Transparent: This DOVID feature consists only of dielectric material, typically including a high-refractive index material (HRI), and therefore is highly transparent. An underlying image or print may be seen clearly. Depending on the angle of view, the DOVID reveals an optically variable image. Transparent DOVIDs can be applied in patch form or as a laminate covering the entire surface of the substrate, e.g. the paper-based data page of a passport. This type of DOVID is not well suited for protecting banknotes due to the moisture sensitivity of the HRI material, but they are widely used for securing some government-issued identity documents.

Metallized: This DOVID is opaque, exhibiting a fully metallized (mostly aluminum coated) diffractive image with optically variable effects. Fully metallized DOVIDs are typically applied in patch or stripe form. They are, for example, used for protecting paper-based documents, such as birth certificates or land titles. In the late 1980s and early 1990s, this type of DOVID was also used on banknotes.

Partially metallized: This DOVID contains a combination of opacity and transparency on the same surface.
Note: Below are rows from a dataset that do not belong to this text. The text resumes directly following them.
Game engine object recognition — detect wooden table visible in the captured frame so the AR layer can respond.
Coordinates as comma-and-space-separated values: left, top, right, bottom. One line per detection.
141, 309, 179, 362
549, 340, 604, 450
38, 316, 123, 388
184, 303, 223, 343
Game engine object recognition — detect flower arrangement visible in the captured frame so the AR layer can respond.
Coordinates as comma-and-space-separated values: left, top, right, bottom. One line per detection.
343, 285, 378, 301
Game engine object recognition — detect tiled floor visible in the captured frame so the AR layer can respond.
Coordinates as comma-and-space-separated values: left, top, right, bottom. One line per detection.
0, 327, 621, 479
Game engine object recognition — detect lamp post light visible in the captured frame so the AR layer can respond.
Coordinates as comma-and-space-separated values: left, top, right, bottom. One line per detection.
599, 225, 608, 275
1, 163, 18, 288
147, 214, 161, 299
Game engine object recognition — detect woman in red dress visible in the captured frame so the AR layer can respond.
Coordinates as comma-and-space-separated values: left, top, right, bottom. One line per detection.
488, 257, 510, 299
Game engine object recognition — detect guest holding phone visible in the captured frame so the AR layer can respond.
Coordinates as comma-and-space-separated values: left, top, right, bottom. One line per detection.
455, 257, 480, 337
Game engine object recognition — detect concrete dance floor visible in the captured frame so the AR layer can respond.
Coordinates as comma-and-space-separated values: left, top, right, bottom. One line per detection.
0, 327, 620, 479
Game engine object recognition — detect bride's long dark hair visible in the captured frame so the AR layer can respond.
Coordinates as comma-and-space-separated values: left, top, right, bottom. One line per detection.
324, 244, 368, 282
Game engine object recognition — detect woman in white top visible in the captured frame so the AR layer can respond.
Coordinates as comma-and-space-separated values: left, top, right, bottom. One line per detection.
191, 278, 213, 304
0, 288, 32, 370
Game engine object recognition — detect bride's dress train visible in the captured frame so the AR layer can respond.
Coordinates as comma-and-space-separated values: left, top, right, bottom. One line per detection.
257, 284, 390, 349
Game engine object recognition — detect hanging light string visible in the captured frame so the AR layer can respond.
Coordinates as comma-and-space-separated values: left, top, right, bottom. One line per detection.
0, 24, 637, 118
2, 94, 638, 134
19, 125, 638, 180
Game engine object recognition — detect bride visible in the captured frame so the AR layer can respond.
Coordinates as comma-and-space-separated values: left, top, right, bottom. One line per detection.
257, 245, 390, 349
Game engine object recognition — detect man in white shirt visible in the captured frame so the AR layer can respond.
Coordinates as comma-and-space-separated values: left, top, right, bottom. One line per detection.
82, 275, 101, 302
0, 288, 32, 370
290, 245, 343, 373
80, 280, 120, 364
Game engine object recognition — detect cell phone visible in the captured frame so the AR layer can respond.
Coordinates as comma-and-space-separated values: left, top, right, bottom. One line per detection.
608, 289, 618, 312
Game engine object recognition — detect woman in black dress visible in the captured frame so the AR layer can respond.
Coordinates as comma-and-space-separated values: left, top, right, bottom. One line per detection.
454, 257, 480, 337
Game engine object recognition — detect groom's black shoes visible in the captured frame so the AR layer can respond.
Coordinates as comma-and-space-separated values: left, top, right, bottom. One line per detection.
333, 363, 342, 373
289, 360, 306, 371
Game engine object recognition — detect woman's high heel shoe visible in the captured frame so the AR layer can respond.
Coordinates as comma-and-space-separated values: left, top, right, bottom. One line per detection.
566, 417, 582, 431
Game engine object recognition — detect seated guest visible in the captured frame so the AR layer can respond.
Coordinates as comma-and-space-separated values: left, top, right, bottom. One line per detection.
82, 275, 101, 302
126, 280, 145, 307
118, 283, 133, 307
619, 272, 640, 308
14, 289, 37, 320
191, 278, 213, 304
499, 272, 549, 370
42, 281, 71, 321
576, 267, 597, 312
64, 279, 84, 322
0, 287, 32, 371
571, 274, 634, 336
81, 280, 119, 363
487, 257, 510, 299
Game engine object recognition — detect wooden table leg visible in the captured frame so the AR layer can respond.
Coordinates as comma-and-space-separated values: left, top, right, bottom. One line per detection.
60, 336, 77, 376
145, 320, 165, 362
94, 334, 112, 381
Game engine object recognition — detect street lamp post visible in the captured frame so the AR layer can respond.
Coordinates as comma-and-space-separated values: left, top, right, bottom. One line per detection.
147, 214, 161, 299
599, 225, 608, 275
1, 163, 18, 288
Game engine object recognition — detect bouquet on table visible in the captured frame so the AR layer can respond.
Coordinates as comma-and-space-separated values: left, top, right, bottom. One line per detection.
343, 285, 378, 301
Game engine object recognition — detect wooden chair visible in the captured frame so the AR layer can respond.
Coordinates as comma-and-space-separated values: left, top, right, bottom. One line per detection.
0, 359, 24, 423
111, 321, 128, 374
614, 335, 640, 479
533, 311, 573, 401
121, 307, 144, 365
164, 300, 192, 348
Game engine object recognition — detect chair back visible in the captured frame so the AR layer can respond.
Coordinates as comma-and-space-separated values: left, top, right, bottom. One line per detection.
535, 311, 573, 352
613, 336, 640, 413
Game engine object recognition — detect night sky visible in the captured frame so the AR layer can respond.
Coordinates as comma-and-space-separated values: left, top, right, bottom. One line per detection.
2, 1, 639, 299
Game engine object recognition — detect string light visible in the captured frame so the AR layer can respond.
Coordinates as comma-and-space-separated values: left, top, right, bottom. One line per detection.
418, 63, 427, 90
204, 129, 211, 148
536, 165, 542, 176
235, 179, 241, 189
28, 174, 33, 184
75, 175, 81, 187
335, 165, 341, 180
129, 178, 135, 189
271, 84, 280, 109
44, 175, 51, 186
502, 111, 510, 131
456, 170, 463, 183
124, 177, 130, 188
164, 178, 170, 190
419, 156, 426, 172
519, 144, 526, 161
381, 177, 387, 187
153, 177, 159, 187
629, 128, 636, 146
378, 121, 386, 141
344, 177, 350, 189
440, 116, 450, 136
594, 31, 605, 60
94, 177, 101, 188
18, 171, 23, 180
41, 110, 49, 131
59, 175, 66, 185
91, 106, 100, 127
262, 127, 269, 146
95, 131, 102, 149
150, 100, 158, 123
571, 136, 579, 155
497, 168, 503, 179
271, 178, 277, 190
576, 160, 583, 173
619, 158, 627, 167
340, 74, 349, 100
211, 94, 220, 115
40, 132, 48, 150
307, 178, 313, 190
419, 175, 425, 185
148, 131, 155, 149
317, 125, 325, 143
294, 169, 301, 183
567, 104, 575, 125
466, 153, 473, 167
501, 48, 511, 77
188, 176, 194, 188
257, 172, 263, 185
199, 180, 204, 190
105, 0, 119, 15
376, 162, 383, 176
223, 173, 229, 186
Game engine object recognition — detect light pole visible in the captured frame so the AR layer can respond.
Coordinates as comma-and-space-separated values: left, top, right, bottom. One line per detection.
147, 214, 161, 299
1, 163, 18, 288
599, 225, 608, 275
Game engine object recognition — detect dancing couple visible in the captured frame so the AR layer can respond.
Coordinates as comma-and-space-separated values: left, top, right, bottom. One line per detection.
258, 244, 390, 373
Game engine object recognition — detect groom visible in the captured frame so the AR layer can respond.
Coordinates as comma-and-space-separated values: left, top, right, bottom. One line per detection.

The originally fully metallized image is selectively de-metallized to emphasize specific texts or other sub-structures, and to create patterns or specific shapes by the metallization. For over thirty years, this type of DOVID has been used to protect banknotes and applied in patch or stripe form.

Hybrid or Combi: This DOVID contains two or more interrelated visual areas, such as partially metallized and transparent, but revealing continuous visual effects for authentication. The combination of both (partially) metallized and transparent high-refractive index coatings in one feature is more complex than only transparent or only partially metallized features and requires more sophisticated production techniques, thus making it more difficult to counterfeit.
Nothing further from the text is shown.